This is one of the best books I’ve ever read about dogs. It’s both a heart-warming story about a Lab-Redbone hound cross and wonderful piece of science and nature writing about dogs and their behavior.
Here’s the youtube interview with the author:
Merle is given freedom to socialize with other dogs and experience nature, and he develops into an intelligent, but free-thinking dog. It’s a really itneresting idea that dogs should be given some freedom to make choices in their lives. Last weekend, The National Geographic Channel carried a program about the San Franscico zoo tiger that attacked last the visitors on Christmas Day last year. The program talked a lot about new findings about carnivore husbandry.

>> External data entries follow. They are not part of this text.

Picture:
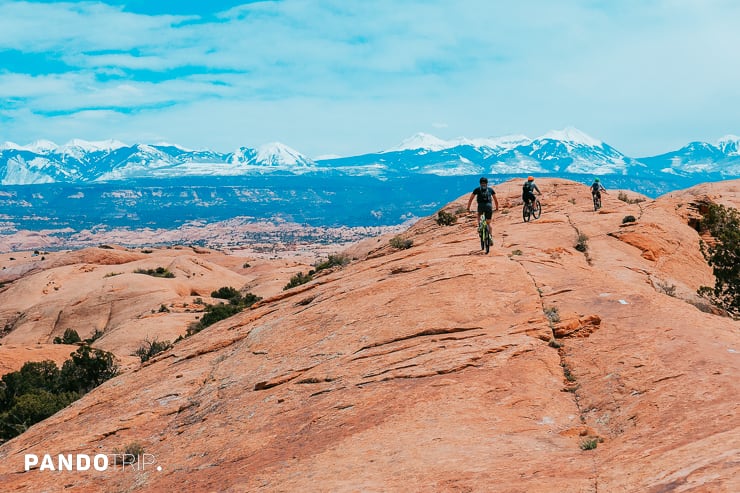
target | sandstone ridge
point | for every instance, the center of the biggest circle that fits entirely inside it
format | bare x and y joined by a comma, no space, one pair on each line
437,368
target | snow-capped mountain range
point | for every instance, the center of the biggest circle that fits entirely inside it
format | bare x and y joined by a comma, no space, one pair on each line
556,152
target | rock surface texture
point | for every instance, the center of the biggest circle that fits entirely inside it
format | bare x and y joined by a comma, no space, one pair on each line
440,368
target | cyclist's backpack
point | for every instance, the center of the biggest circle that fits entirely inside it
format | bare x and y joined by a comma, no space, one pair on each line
485,196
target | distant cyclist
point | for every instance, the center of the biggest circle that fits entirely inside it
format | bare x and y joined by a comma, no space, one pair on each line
596,189
528,190
486,198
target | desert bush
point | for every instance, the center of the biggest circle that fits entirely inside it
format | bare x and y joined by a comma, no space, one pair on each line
624,198
400,243
723,223
445,218
552,314
158,272
582,243
334,260
665,288
628,219
589,443
94,337
87,368
297,280
70,337
151,348
40,389
226,293
216,313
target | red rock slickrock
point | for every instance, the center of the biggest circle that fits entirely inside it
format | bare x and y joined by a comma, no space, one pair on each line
434,368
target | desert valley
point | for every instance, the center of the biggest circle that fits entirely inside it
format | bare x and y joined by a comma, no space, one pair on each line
576,356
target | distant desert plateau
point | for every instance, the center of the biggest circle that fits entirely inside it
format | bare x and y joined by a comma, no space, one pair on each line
576,356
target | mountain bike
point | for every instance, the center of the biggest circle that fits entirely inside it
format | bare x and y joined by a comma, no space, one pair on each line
597,202
485,236
531,209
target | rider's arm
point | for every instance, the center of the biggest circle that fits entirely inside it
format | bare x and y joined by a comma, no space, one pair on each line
470,200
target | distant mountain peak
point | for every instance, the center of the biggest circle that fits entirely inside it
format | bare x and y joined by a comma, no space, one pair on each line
422,141
729,138
92,146
572,135
277,153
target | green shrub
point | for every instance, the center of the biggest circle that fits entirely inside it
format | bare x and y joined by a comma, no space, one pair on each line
581,243
400,243
70,337
333,260
552,314
87,369
624,198
94,337
628,219
39,389
150,348
226,293
445,218
723,223
158,272
297,280
589,443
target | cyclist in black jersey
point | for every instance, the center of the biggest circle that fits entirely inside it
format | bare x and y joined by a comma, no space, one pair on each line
486,198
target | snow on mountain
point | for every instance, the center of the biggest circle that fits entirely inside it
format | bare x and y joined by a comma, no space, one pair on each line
42,147
277,154
505,142
572,135
21,172
559,151
93,146
700,157
421,141
729,145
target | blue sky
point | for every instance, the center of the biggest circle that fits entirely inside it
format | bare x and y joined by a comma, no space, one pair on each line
348,77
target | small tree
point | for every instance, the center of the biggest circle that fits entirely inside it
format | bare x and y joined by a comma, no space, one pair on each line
723,223
87,369
150,348
70,337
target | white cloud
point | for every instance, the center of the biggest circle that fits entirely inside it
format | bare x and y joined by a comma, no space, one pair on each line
327,76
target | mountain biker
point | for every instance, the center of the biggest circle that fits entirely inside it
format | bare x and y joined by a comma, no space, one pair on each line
528,190
486,198
596,189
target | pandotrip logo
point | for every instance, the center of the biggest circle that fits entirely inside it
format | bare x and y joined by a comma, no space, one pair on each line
113,462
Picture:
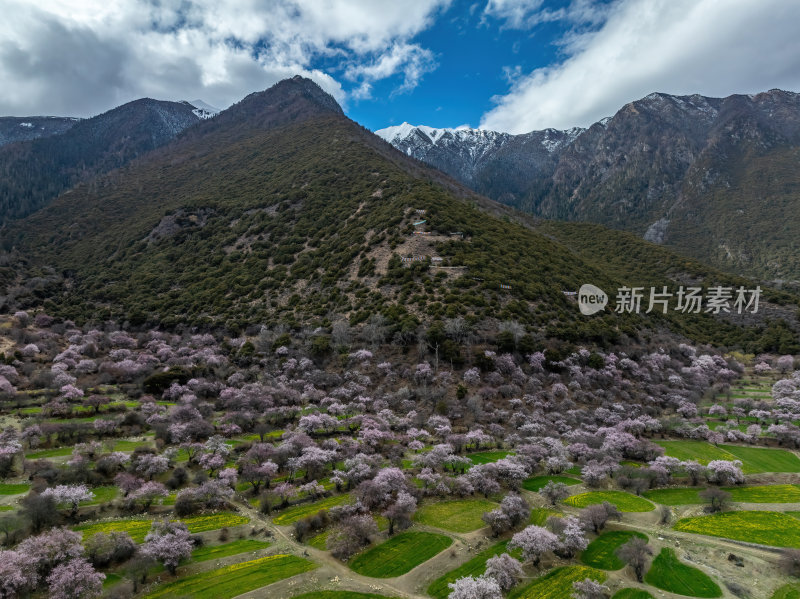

Using mink as a study species, researchers found that if mink were allowed to make choices about their environment and given mental and physical stimulation, they were healthier than those who lived in confined cages with little choices or stimulation. Studies on mink and ferrets suggest that they are more intelligent than cats and more on par with dogs and primates in intelligence. These findings are certainly applicable to other species of carnivore, especially the social ones, such as dogs. Today, most dogs live in confined spaces for days and days on end. We can only imagine how much this is hurting their mental and physical health. Perhaps we ought to ban keeping dogs (especially large dogs) in cities and suburbs, unless they are given off leash excercise several times a week. I know this is controversial, and it flies in the face of the current trend in dog ownership.